Fortescue Metals Group Ltd. (FMG.AU) has bought itself more time to ride out slumping iron-ore prices, securing up to US$4.5 billion in debt to refinance its existing loans and free it from any immediate need for a fire sale of assets to raise funds.
The Australian mining company, the world’s fourth-biggest producer of the steelmaking commodity, said Tuesday that a fully underwritten credit facility has pushed out its first debt repayment until November 2015 and comes without banking covenants–limits set out in a loan contract that set out operational restrictions on the borrower, often relating to gearing ratios and working capital. Earlier covenants had come under pressure with the sharp fall in ore prices over the last couple months, sparking fears among investors of a possible breach.
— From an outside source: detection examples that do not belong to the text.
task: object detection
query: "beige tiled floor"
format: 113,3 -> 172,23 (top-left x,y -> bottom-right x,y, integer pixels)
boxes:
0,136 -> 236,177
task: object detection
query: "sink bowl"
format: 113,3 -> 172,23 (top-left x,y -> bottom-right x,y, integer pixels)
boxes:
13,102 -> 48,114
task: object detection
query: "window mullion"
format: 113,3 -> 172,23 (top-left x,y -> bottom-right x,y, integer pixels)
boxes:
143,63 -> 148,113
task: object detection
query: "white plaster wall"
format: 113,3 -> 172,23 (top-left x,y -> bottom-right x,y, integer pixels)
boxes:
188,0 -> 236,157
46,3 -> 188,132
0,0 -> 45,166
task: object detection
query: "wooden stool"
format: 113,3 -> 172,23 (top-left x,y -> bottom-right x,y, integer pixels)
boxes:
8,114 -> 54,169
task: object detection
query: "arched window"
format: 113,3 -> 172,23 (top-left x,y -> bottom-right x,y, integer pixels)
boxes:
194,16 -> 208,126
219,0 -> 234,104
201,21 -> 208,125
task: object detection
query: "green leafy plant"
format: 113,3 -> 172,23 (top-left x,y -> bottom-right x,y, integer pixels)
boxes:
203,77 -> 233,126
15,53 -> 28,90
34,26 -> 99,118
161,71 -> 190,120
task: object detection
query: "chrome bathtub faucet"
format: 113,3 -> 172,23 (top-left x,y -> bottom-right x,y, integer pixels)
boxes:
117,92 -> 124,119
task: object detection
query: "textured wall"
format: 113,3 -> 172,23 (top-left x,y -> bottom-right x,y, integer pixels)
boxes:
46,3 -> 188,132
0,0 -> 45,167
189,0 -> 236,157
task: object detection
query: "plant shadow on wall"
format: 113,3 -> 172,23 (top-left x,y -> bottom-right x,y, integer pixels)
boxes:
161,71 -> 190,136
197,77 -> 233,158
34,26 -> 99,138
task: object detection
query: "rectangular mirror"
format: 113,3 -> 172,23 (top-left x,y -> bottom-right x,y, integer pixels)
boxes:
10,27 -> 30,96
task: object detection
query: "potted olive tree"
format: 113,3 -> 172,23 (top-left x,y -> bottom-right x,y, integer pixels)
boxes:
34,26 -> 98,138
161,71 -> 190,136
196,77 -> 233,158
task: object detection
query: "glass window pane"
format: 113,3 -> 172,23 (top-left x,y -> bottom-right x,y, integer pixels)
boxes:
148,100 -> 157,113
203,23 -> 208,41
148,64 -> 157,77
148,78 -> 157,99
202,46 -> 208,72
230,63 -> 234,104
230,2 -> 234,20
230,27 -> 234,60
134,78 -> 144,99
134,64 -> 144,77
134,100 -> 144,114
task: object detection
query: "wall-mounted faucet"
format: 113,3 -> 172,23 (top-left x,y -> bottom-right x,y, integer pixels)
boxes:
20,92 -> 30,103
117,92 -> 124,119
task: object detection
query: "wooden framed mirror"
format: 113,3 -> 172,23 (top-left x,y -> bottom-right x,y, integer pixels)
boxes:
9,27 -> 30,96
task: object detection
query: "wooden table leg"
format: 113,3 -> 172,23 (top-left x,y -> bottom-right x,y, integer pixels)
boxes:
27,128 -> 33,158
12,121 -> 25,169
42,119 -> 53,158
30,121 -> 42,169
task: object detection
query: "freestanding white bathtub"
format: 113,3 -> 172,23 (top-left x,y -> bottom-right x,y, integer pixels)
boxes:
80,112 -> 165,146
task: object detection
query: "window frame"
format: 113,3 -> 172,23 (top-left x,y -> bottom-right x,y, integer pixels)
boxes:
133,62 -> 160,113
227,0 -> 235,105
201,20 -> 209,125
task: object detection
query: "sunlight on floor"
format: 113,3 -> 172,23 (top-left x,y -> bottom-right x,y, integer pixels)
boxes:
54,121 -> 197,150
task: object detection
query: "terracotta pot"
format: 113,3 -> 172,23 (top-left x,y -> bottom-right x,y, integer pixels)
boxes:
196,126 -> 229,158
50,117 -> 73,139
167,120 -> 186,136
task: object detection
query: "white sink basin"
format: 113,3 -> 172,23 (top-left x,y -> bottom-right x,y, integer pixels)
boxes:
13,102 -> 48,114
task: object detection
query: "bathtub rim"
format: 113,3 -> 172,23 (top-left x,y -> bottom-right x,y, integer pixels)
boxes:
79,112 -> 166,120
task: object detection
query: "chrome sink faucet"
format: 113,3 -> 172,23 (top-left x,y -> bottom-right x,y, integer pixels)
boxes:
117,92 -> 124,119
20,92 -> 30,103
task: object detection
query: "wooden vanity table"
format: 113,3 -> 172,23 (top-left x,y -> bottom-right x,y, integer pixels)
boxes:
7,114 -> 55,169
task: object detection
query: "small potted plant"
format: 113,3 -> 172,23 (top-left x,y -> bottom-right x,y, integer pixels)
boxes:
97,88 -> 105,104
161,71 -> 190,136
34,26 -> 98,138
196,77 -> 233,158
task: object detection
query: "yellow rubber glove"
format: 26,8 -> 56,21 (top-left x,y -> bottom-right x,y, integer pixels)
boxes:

“We have acted decisively and comprehensively, responding to market conditions,” Chief Executive Neville Power said during a media conference call, adding that the new facility would mean Fortescue could refinance all its existing bank facilities and also boost its liquidity. “It is a sledgehammer to crush an ant.”
Concerns over Fortescue’s debt burden have heightened as prices for iron ore and other industrial commodities fell amid waning demand from key consumer China and the debt crisis in Europe. Fortescue’s share price dropped 14% last Thursday before the company, which has already pledged to slash costs and cut its spending plans, released an announcement to say it was discussing with its banks waivers for its debt covenants.
Released from a trading halt imposed Friday, the company’s shares rallied Tuesday. By 0305 GMT, the shares were trading 18% higher at A$3.52.
Ian Preston, an analyst at Goldman Sachs, said the new debt arrangement should secure Fortescue’s expansion in the face of commodity price volatility. “If the iron-ore price stabilizes around current levels, it should remove the need for the company to raise additional capital by way of either additional debt or equity or asset sales,” he said in a research report.
Credit Suisse and JP Morgan have underwritten the senior secured credit facility, which has been secured against Fortescue’s assets. Stephen Pearce, chief financial officer of the Perth-based mining company, declined to disclose the fees for the facility but said the overall cost will be under the roughly 7% that Fortescue’s unsecured bonds trade at.
Mr. Power said the company is evaluating approaches from unnamed parties interested in buying some of Fortescue’s assets or partnering with it, but no deals are required under the terms of the debt facility and would only be agreed upon if they were deemed to add shareholder value.
Fortescue has been one of the most prominent faces of Australia’s mining boom over the last decade.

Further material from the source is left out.